À la fin du parcours, une cuvette rocheuse s'ouvre soudainement — le Caldeirão Verde, littéralement le « chaudron vert » — où la cascade tombe verticalement sur environ 100 mètres dans une mare entourée de parois recouvertes de fougères géantes et de mousses. La végétation est si dense et le ciel si étroit que la lumière arrive filtrée, et l'environnement a une qualité presque sous-marine. La température descend de plusieurs degrés par rapport au sentier ouvert, et l'humidité est totale.
Il n'est pas possible de se baigner dans la mare, mais on peut s'asseoir sur les rochers et observer comment l'eau pulvérisée par l'impact crée un brouillard permanent qui nourrit la végétation tout autour. C'est un écosystème fermé, autosuffisant, qui existe grâce à la cascade elle-même.

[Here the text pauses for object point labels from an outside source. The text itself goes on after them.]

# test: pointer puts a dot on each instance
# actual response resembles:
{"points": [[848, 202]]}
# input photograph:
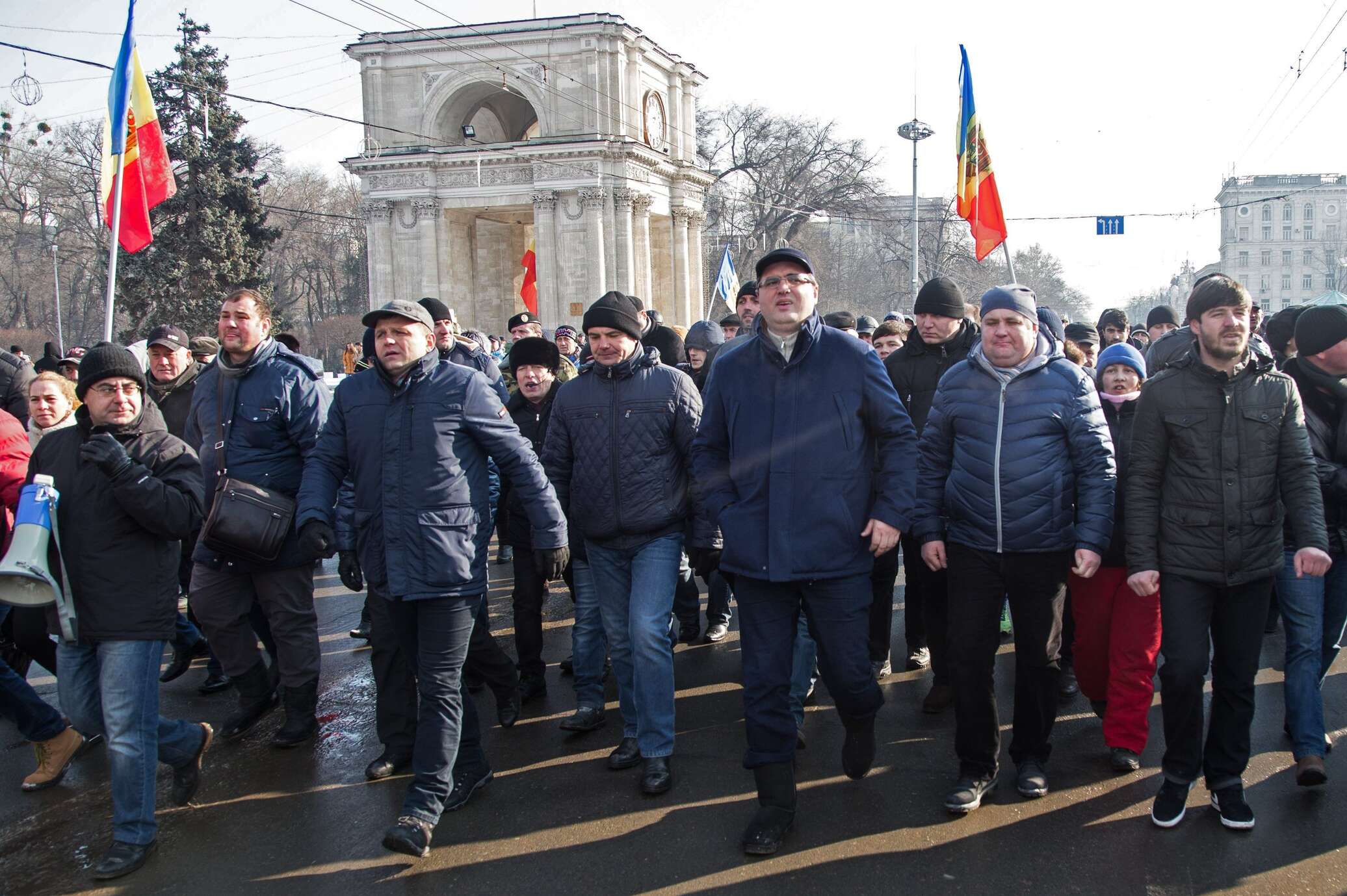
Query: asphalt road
{"points": [[556, 821]]}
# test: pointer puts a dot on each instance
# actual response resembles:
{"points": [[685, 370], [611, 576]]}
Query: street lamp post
{"points": [[915, 131], [55, 281]]}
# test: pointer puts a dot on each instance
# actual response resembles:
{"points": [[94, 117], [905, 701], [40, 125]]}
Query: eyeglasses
{"points": [[795, 280], [109, 390]]}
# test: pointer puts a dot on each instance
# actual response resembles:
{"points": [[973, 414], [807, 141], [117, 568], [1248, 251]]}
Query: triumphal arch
{"points": [[574, 135]]}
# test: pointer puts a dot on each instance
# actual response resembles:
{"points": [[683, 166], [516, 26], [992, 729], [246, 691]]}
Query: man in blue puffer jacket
{"points": [[800, 422], [414, 433], [1015, 490], [274, 408]]}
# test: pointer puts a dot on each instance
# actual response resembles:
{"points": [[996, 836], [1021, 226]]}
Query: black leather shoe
{"points": [[531, 689], [179, 663], [465, 785], [122, 860], [408, 836], [215, 684], [386, 766], [585, 719], [858, 747], [627, 755], [186, 779], [507, 711], [657, 778]]}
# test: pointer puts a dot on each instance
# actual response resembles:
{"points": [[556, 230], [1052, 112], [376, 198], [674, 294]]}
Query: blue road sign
{"points": [[1109, 226]]}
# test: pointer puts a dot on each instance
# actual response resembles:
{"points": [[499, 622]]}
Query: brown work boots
{"points": [[54, 758]]}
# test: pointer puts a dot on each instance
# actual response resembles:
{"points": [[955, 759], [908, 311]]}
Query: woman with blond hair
{"points": [[51, 405]]}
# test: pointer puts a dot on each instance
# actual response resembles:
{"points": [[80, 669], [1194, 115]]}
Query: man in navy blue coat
{"points": [[1015, 490], [414, 433], [799, 424]]}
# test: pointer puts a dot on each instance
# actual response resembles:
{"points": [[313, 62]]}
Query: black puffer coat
{"points": [[619, 451], [1326, 423], [122, 536], [916, 369], [1217, 465]]}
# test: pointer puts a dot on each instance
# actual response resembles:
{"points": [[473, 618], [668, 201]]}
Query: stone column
{"points": [[625, 274], [545, 250], [682, 294], [427, 220], [593, 202], [642, 265], [379, 238], [696, 272]]}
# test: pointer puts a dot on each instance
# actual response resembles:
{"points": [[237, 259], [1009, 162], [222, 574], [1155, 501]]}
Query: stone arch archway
{"points": [[497, 115]]}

Informations pratiques pour visiter la levada
Le point de départ classique est le Parque das Queimadas, accessible en voiture depuis Santana en suivant les panneaux. Le stationnement est gratuit. Le parcours aller-retour fait environ 12 kilomètres au total et nécessite en moyenne 4-5 heures, avec un dénivelé modéré. Il n'est pas nécessaire d'avoir un guide, mais il est obligatoire d'apporter une torche pour les tunnels et de porter des chaussures à semelle antidérapante, car le sentier est humide en toute saison.
Le meilleur moment pour marcher est le matin tôt, lorsque la lumière filtre mieux à travers la végétation et que la probabilité de rencontrer de la faune est plus élevée. Pendant les mois d'hiver, le sentier peut être partiellement fermé en raison de glissements de terrain : il est conseillé de vérifier l'état du parcours sur le site du Parque Natural da Madeira avant de partir. L'accès au sentier est gratuit.